The novel's about Archimedes as he returns from his studies at Alexandria - it begins with him coming home to a city on the verge of war, his father dying, and a sick sense that coming home will mean he must close off the part of him that lives and breathes mathematics, and do work he hates to support his family. Archimedes comes to the attention of Hieron, the king of Syracuse, as an outstanding and remarkable engineer - outstanding because he can devise new, original, and effective machines that work well from the very outset, because he can derive the basic principles from mathematics. With Archimedes is Marcus, his Italian slave, who looks after his absent-minded master despite conflicting loyalties. Marcus denies being Roman - the affiliation is dangerous - and Archimedes is too * and doesn't think it useful to press.
Like Island of Ghosts
, which is about troops of Sarmatians - having been sent west as part of their treaty with Rome - settling into Roman Britain, this book is similarly more internal and character-driven. Which isn't to say there isn't external conflict; the book is set during the first Punic Wars (paging dhampyresa
- though it's not really about Rome or Carthage so IDK if you're interested?) and Syracuse is caught between the two. Hieron is trying to avoid having to fight either or both of them at once, but needs siege engines to prevent either from eating his city.
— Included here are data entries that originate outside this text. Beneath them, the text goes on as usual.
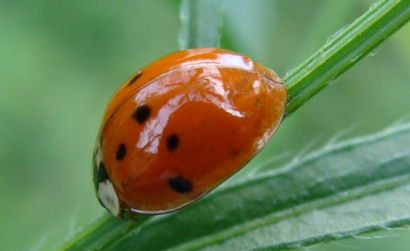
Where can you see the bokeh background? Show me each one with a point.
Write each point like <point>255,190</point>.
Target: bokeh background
<point>60,61</point>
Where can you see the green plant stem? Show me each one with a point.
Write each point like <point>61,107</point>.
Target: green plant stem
<point>345,49</point>
<point>341,52</point>
<point>200,23</point>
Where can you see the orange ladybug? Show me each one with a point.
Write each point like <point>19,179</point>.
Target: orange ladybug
<point>181,126</point>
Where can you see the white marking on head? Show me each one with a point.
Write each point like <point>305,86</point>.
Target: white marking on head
<point>108,197</point>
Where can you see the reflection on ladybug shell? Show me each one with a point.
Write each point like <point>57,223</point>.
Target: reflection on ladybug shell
<point>181,126</point>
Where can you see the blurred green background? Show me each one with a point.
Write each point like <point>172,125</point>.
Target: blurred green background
<point>60,61</point>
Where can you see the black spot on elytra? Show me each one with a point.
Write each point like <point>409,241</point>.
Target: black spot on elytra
<point>135,78</point>
<point>179,184</point>
<point>102,174</point>
<point>172,142</point>
<point>142,113</point>
<point>122,150</point>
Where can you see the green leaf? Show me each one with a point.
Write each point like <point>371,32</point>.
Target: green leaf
<point>352,187</point>
<point>344,49</point>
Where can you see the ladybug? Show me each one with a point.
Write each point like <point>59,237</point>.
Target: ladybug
<point>181,126</point>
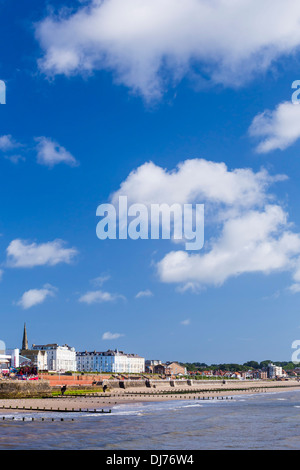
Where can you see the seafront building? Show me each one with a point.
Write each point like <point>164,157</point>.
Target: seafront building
<point>59,358</point>
<point>274,371</point>
<point>114,362</point>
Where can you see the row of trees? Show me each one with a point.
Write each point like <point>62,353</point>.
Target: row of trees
<point>250,365</point>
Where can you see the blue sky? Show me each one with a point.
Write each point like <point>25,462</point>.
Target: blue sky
<point>84,113</point>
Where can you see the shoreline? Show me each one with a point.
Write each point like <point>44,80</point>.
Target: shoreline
<point>106,402</point>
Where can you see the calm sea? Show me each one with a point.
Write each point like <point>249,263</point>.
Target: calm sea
<point>269,421</point>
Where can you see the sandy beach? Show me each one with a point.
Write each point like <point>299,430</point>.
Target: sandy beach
<point>97,402</point>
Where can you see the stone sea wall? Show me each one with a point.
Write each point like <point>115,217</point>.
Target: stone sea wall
<point>26,389</point>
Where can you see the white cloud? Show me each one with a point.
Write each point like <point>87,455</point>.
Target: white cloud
<point>196,180</point>
<point>50,153</point>
<point>278,129</point>
<point>99,281</point>
<point>250,231</point>
<point>23,254</point>
<point>149,44</point>
<point>255,242</point>
<point>99,296</point>
<point>34,297</point>
<point>144,293</point>
<point>110,336</point>
<point>8,143</point>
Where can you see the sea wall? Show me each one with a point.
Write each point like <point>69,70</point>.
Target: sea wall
<point>26,389</point>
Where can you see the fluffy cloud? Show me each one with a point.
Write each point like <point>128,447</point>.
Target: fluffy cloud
<point>251,231</point>
<point>196,180</point>
<point>50,153</point>
<point>277,129</point>
<point>110,336</point>
<point>8,143</point>
<point>99,296</point>
<point>36,296</point>
<point>23,254</point>
<point>150,43</point>
<point>144,293</point>
<point>256,242</point>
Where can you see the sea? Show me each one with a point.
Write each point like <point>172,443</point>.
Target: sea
<point>264,421</point>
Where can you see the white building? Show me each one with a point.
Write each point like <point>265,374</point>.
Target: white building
<point>9,358</point>
<point>274,371</point>
<point>110,362</point>
<point>58,358</point>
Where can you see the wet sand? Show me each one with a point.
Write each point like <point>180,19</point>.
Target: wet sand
<point>134,395</point>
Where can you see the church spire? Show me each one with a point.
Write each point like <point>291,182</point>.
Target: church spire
<point>25,340</point>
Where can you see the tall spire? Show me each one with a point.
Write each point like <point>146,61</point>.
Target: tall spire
<point>25,340</point>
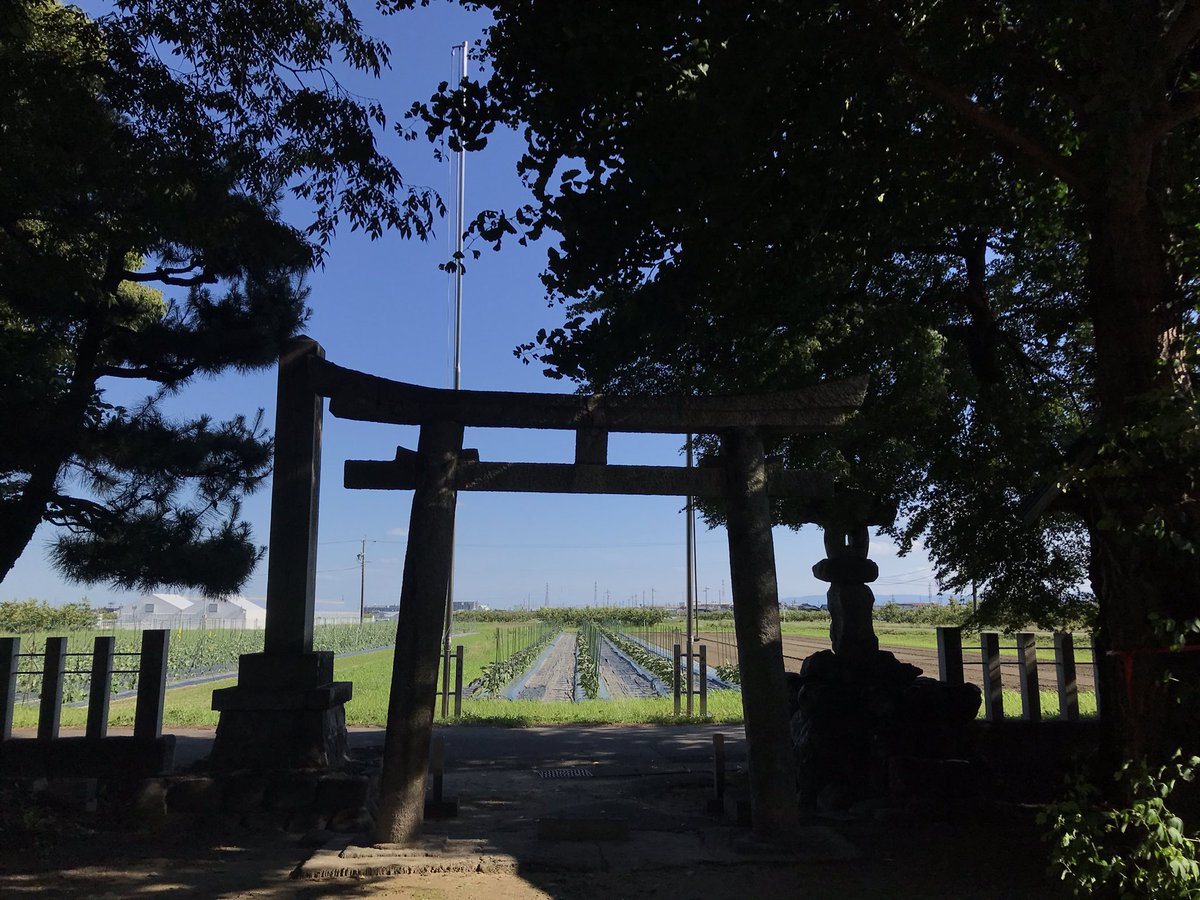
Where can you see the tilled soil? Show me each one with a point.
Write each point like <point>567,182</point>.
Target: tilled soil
<point>621,676</point>
<point>555,678</point>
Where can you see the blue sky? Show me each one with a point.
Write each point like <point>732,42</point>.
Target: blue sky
<point>384,307</point>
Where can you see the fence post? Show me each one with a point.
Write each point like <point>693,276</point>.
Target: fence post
<point>101,687</point>
<point>10,658</point>
<point>151,684</point>
<point>53,669</point>
<point>457,682</point>
<point>1027,666</point>
<point>1065,667</point>
<point>949,654</point>
<point>993,687</point>
<point>676,669</point>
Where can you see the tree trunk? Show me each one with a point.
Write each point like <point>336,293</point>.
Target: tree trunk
<point>1139,577</point>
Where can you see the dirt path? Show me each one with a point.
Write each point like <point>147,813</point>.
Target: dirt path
<point>797,648</point>
<point>555,678</point>
<point>621,676</point>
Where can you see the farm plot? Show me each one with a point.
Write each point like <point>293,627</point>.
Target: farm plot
<point>555,677</point>
<point>623,677</point>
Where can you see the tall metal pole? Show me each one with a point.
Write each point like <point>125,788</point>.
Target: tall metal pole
<point>460,187</point>
<point>363,579</point>
<point>691,580</point>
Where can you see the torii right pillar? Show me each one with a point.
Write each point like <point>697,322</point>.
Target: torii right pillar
<point>774,807</point>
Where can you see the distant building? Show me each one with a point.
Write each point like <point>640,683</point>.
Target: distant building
<point>468,606</point>
<point>177,611</point>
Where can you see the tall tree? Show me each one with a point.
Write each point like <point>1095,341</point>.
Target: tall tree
<point>144,153</point>
<point>990,207</point>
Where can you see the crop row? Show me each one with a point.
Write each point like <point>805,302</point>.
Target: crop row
<point>190,654</point>
<point>497,675</point>
<point>587,659</point>
<point>642,657</point>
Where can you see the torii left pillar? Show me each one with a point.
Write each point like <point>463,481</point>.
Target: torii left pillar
<point>286,711</point>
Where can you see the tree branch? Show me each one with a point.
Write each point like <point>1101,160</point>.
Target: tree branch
<point>1182,108</point>
<point>148,372</point>
<point>976,115</point>
<point>1182,33</point>
<point>169,276</point>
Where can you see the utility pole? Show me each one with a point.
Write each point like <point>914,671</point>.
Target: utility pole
<point>363,579</point>
<point>461,187</point>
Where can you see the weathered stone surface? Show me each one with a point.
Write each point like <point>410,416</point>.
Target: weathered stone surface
<point>316,838</point>
<point>846,569</point>
<point>853,715</point>
<point>262,821</point>
<point>934,779</point>
<point>292,792</point>
<point>77,793</point>
<point>195,795</point>
<point>339,792</point>
<point>304,821</point>
<point>357,821</point>
<point>850,619</point>
<point>244,791</point>
<point>149,801</point>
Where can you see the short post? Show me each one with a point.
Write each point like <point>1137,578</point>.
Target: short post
<point>457,682</point>
<point>151,684</point>
<point>10,658</point>
<point>717,802</point>
<point>438,766</point>
<point>676,670</point>
<point>1027,665</point>
<point>53,669</point>
<point>445,683</point>
<point>993,687</point>
<point>101,687</point>
<point>437,805</point>
<point>1065,667</point>
<point>1096,675</point>
<point>949,654</point>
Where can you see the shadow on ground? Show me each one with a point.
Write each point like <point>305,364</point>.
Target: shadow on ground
<point>655,779</point>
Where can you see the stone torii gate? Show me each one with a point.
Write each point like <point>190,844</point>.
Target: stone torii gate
<point>289,679</point>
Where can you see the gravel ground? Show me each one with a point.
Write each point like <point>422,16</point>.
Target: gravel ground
<point>555,678</point>
<point>623,678</point>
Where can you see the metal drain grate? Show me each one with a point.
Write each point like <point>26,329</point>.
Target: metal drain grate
<point>565,772</point>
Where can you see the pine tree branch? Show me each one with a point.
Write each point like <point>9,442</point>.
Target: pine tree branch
<point>171,276</point>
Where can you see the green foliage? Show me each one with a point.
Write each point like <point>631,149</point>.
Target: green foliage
<point>191,653</point>
<point>761,196</point>
<point>144,155</point>
<point>1135,850</point>
<point>496,676</point>
<point>647,659</point>
<point>29,616</point>
<point>587,659</point>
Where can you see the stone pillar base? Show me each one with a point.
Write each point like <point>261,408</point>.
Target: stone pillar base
<point>285,713</point>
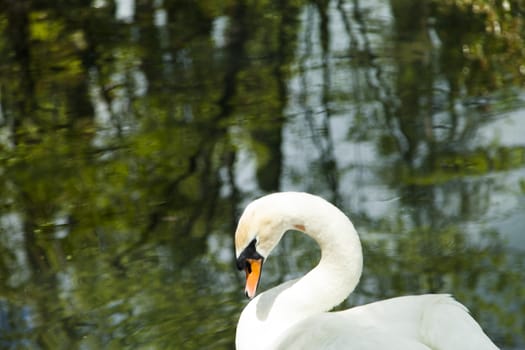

But he recognizes that Archimedes is brilliant - and also not an engineer by choice, merely to support his family; he knows Archimedes loved Alexandria and the Museum and Library there, and wrestles with how or if he can keep Archimedes in the service of his beloved city.( More discussion with spoilers )
Generally very recommended! I love Bradshaw's writing, the characters are all great and well-drawn (with human, sympathetic motivations), and is set in Classical antiquity if that's a selling point, though it doesn't rely on you knowing anything about it.